自分が信じていないことを、どうすれば正しく理解できるのか?の研究
人は自分が信じることに沿った情報を積極的に集めてしまうもの。例えば、有名人が何か悪いことをしたニュースが流れると、その有名人の悪い所ばかりを探してしまって、良い所には目がいかなくなってしまいますよね。最近ではコロナにまつわる情報もそうで、コロナにはあれが有効だとか実は有効でないとか、色々と相反する情報も流れましたが、騒動の中で情報を冷静に判断するのは難しいものでした。
自分が信じる情報を優先して求めてしまうバイアスは、読解力にも影響するもので、
- 自分が信じていないことに関する情報に対して、人は読解力が低下してしまう
ということが分かっています。自分が信じていない情報を意図せずに軽視して、そもそも情報を正しく理解ができなくなっているわけですね。
そこで本稿では、これらのバイアスの対抗策として
- メタ認知のトレーニングで、自分が信じていない情報の読解力の低下を防ぐことができるのか?
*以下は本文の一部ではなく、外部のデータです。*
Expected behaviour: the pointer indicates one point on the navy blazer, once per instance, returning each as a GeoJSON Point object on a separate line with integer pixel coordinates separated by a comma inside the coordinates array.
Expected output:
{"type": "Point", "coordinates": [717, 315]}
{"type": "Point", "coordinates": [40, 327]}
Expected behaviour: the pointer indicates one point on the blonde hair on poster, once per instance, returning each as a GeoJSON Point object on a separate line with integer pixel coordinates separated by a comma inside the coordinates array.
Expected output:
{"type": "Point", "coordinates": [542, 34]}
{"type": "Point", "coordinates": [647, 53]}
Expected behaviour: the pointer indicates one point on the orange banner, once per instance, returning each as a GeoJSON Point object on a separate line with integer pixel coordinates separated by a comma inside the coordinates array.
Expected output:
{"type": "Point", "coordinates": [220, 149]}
について実験してくれたヴュルツブルク大学の研究を見てきましょう。
メタ認知トレーニング vs 読解力トレーニング
ヴュルツブルク大学では次の二つのトレーニングを実験して、どちらのトレーニングが自分の信じるものと対立する情報の理解力を向上するのかを試しています。
- メタ認知トレーニング
次の三つのステップで、対立する情報を正しく読み解くトレーニングをする
(1) 自分が今信じている情報が、読解力に影響することに気づく
(2) 自分の信じる主張と、相反する主張の対立点を理解する
(3) 自分の今の知識を元に、両者の主張を評価する
(自分の今の信条でなく知識を活用する)
- 読解力トレーニング
次の6つのステップで読解力を向上するトレーニングをする
(1) プレビュー:文章の全体の構成などをざっと確認する
(2) 質問:各章には何が書かれているのか?などの質問の答え予想する
(3) 読む:実際に文章を読む
(4) 振り返り:本の内容を振り返る
(5) 復唱:議論したり学びのポイントを書き残す
(6) レビュー:疑問に思ったこと、分からなかったことなどを整理する
どちらのトレーニングも情報の理解力を上げるものですが、メタ認知トレーニングが客観的に意見の対立を見抜くことに力を入れていて、読解力トレーニングが文章の内容や要点を見抜くことに力を入れています。
実験:どちらのトレーニングがバイアスを減らすのか?
それでヴュルツブルク大学では、二つのトレーニングのどちらが自分が信じていない情報の読解力の向上に役立つのかを実験しています。実験の題材としては「ワクチンのリスクとメリット」についてで、
- 各参加者はまず自分がワクチンに賛成なのか反対なのかが測定される
- その後にワクチンのメリットに関する文章とワクチンのデメリットに関する文章の両方を読む
- 両方の文章について理解度のテストを行う
- 自分の意見と同じ側の文章と反対の意見の文章で理解度の差があるのかを比較する
といった形になっています。
結果:
実験の結果を見てみると、
- 読解力トレーニングを受けた人は、自分の意見と反対の文章の読解力が低いままだった
(同じ意見の理解度2.28 vs 反対意見の理解度1.72) - メタ認知トレーニングを受けた人は、自分と同じ意見の文章も反対の意見の文章も同じだけの理解力を示した
(同じ意見の理解度2.12 vs 反対意見の理解度2.03)
ということ。
自分の信じる情報に偏ってしまうバイアスを減らすには、読解力トレーニングのように情報を要約したりしてまとめるだけではダメで、メタ認知トレーニングのようにバイアスそのものに気づかなければいけないということですね。幸いなことに、メタ認知トレーニングを受ければバイアスは排除できることが分かっています。なので、自分の意見と反対の情報であっても、バイアスがかかることに気づいて、客観的な知識で対立点を評価するようにしましょう。
まとめ
本稿では「自分が信じていない情報を正しく理解する方法」についてお話ししました。
ポイントをまとめると、
- 人は自分が信じる情報と反対の情報に対して、読解力が低下してしまう
- この読解力の低下はメタ認知のトレーニングをすれば防ぐことができる
- メタ認知のトレーニングのポイントは次の3点
①自分が今信じていることは、反対意見の情報の理解を邪魔することを理解する
②自分の意見と対立する意見の相違点を理解する
③その相違点について、客観的な知識で評価をする
ということ。
今回の実験では、ワクチンのメリットとデメリットという科学的な文章が扱われています。このように若干難しめの文章では特に読解力が低下してしまう可能性があるので、バイアスには注意をしていきましょう。
以上、本稿はここまで。
[参考文献]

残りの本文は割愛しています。